Sunday, May 16, 2010

The 7th Saga (part 2)

After a weeks worth of vacation, I decided it was time to jump back into that saddle again. Yes, yes, the saddle of no choice role-playing. Ah, but I promised you something, did I not? Behold! The Whomp before Whomps:

Does he look familiar? When I first encountered these statues, my thoughts immediately went back to one of my favorite games (and, indeed, many others') on my favorite game console ever: Super Mario 64. C'mon! You remember what Whomps are, don't you? The second level? Oh, fine, here:

Okay, maybe they're just a scared cousin, but I'm onto you Nintendo. >: |

Alright, so, as we follow DINGB we will encounter monsters, who will engage us in battle. Fights in 7th Saga occur in a turn-based fashion, as you and your enemy take turns beating each other over the head waiting for the lesser man to fall. Of course, to speed up the process you have magical spells and abilities to aid you... Unless you're a big giant walking statue who's got about as much magical ability as a paper clip.

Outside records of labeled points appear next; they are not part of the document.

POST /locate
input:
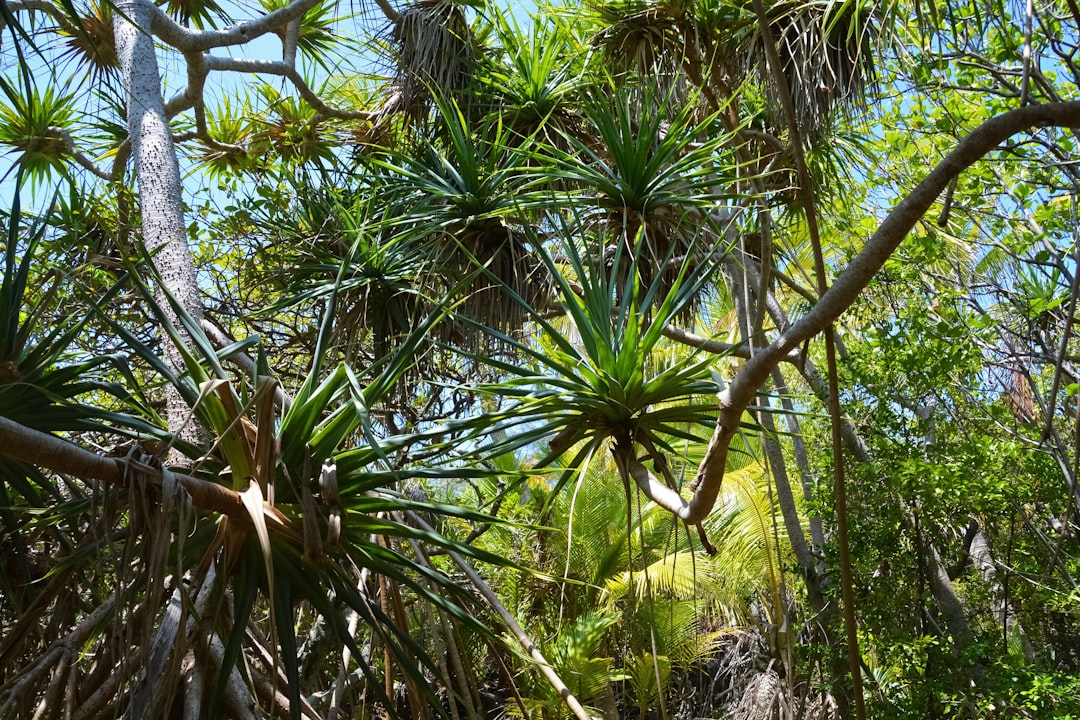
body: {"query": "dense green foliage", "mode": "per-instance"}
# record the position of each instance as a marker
(478, 290)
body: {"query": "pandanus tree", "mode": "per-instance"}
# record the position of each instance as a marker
(495, 267)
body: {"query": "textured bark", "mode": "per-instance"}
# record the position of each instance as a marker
(1004, 613)
(158, 175)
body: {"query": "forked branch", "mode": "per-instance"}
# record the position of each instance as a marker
(840, 295)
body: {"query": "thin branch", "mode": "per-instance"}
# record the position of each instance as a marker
(279, 68)
(186, 40)
(848, 286)
(527, 642)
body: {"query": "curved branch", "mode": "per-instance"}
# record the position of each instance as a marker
(845, 289)
(49, 9)
(187, 40)
(279, 68)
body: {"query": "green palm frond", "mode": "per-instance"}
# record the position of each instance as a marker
(93, 45)
(434, 54)
(315, 37)
(683, 575)
(294, 131)
(649, 180)
(27, 120)
(541, 79)
(461, 199)
(200, 13)
(828, 53)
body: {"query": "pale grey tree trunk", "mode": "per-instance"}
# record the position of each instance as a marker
(158, 175)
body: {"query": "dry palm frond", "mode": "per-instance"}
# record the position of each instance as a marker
(827, 54)
(434, 53)
(92, 42)
(659, 42)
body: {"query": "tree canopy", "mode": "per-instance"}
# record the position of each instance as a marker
(632, 358)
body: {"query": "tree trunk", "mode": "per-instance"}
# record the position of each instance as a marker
(158, 174)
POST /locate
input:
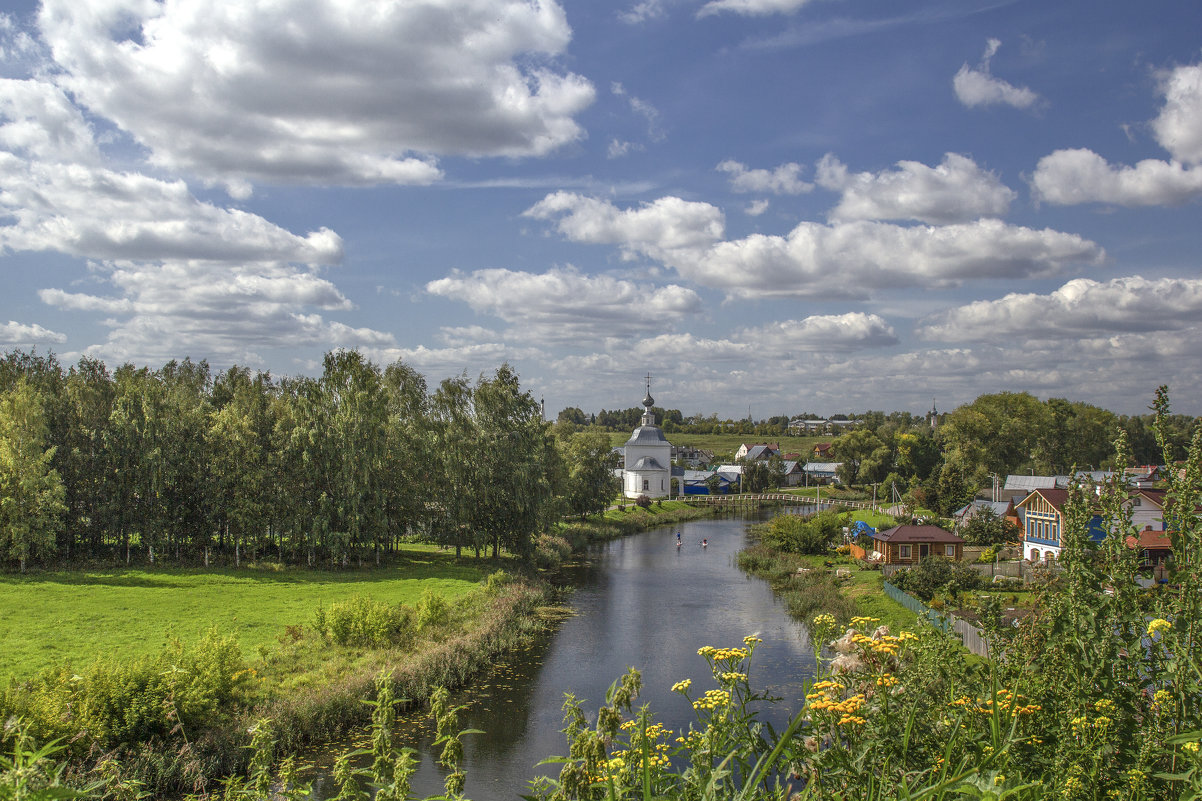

I wasn't sure what else to do in battle, so I just spammed my attack command. And lucky for me, half the time every enemy dodges. Fun. I like mechanics that prolong time with endless streams of monsters and creatures attempting to take my face off in one fell wallop. But I can dodge too, just not at the right times or when I'm low on health. No, it only occurs when I'm fighting against that early level enemy who won't do shit to me anyway. A guy in the first city tells you that to increase my odds of survival I should defend first, then attack. After refusing to acquiesce to his request to be a pussy, I proceeded headstrong into attacking always. After getting stuck for sometime in one area I consulted a walk-through at *cough* GameFAG's and found out that defending first does indeed help marginally. Not only does it decrease the damage the first attack on you does, it also increases your next attack damage by a substantial amount. Whoa ho ho! Fuck, they dodged that attack.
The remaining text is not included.